Don’t ever take anything from Goldman
Michael Lewis | Vanity Fair | 1 August 2013
Sergei Aleynikov was arrested in 2009 and sentenced to eight years in jail for stealing computer code from his former employer, Goldman Sachs. He’d been in charge of maintaining their high-frequency trading platform. He was foolish and naive, but he didn’t deserve jail time, and wouldn’t have got it without Goldman’s over-reaction. First of two parts. (Note also the comments, which call Lewis out on his comp-sci and math.)
Where’s the male Pill?
Jalees Rehman | Aeon | 31 July 2013
Male contraceptive pills and implants have been developed; none has come to market. Why so? Side-effects. Contraceptives for women have side-effects too, but “the risk of contraceptive side effects can be offset by the benefit of avoiding an unintended pregnancy.” Since men don’t get pregnant, there’s not the same risk calculus. “It becomes more difficult, ethically, to justify the side effects of hormonal contraceptives in men.”
WarGames: Google vs. Apple
Farhad Manjoo & Matthew Yglesias | Slate | 29 July 2013
Recommendation goes to the entire series: ten episodes. What would happen if Google and Apple went to war — first commercially, but then for real? Slate at its slightly crazy best. Worthy of an Orson Welles radio broadcast. Jumps the shark in episode seven, when Apple starts issuing iPistols to loyalists queueing outside Apple stores, but comes to a stirring finish.
Confessions of a Google Glass explorer
Gary Shteyngart | New Yorker | 28 July 2013
Around and about New York wearing Google Glass. “Before I leave, Aray and I have a Google hangout. We essentially swap identities. I see what she sees through her Glass, which is me. She sees what I see through my Glass, which is her. We bring our faces closer, as if approaching a mirror, but the feeling is more akin to being trapped in an early Spike Jonze movie or thrust into an unholy Vulcan mind meld.”
NSA: The decision problem
George Dyson | Edge | 27 July 2013
Why police states are necessarily stupid. “It will never be entirely possible to systematically distinguish truly dangerous ideas from good ones that appear suspicious, without trying them out. Any formal system that is granted (or assumes) the absolute power to protect itself against dangerous ideas will also be defensive against original and creative thoughts. For human beings individually and for society, that will be our loss.”
The science of winning at poker
Christopher Chabris | Wall Street Journal | 26 July 2013
The relevant science used to be psychology. Then it was probability.
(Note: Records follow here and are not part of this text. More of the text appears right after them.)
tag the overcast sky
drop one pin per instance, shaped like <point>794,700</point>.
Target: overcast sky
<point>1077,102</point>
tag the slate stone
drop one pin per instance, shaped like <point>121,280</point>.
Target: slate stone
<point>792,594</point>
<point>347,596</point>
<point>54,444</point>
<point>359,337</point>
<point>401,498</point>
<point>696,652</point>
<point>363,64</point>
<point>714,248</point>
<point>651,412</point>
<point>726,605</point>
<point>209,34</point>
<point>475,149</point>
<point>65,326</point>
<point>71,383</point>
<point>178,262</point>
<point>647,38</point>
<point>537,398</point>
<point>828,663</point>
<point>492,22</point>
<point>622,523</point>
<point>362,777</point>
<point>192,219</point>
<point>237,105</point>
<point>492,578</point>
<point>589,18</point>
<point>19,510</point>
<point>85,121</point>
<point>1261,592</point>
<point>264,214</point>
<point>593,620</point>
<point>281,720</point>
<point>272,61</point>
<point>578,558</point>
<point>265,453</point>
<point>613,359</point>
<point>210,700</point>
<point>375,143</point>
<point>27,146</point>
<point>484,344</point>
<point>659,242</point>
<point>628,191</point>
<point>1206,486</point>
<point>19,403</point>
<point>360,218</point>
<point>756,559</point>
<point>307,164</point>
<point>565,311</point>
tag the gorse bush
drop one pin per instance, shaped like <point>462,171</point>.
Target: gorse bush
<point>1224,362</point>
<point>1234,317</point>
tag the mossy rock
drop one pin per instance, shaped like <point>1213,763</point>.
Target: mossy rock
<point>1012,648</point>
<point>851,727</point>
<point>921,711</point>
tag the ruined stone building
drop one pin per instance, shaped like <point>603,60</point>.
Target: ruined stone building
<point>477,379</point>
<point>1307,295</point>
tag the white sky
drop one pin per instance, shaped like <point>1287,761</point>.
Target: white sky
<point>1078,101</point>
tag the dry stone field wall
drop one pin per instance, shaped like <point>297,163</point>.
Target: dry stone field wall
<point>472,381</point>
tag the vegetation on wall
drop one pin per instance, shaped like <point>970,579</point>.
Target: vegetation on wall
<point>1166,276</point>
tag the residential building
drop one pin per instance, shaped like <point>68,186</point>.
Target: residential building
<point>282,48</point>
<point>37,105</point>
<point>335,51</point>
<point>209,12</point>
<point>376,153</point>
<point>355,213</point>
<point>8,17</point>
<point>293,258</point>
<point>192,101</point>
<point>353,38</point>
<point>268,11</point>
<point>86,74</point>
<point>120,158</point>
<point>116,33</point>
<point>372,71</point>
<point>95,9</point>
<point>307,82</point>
Now it’s game theory. “The right way to analyse a poker decision is to consider your opponent’s range — that is, the full set of different hands that he could plausibly have, given all the actions that he has thus far taken.” Which is too difficult to do while playing a real game; you have to train your instincts using poker apps.
Cyberwar fears pose dangers of unnecessary escalation
Martin C. Libicki | Rand Corporation | 25 July 2013
Very sensible policy note. Cyberwar isn’t real war. Don’t overreact if attacked, and don’t assume you know what’s going on. “The odds that an attack in cyberspace arises from miscalculation, inadvertence, unintended consequences, or rogue actors are nontrivial.” “Even if cyberwar can be used to disrupt life on a mass scale, it cannot be used to occupy another nation’s capital. It cannot force regime change. No one has yet died from it.”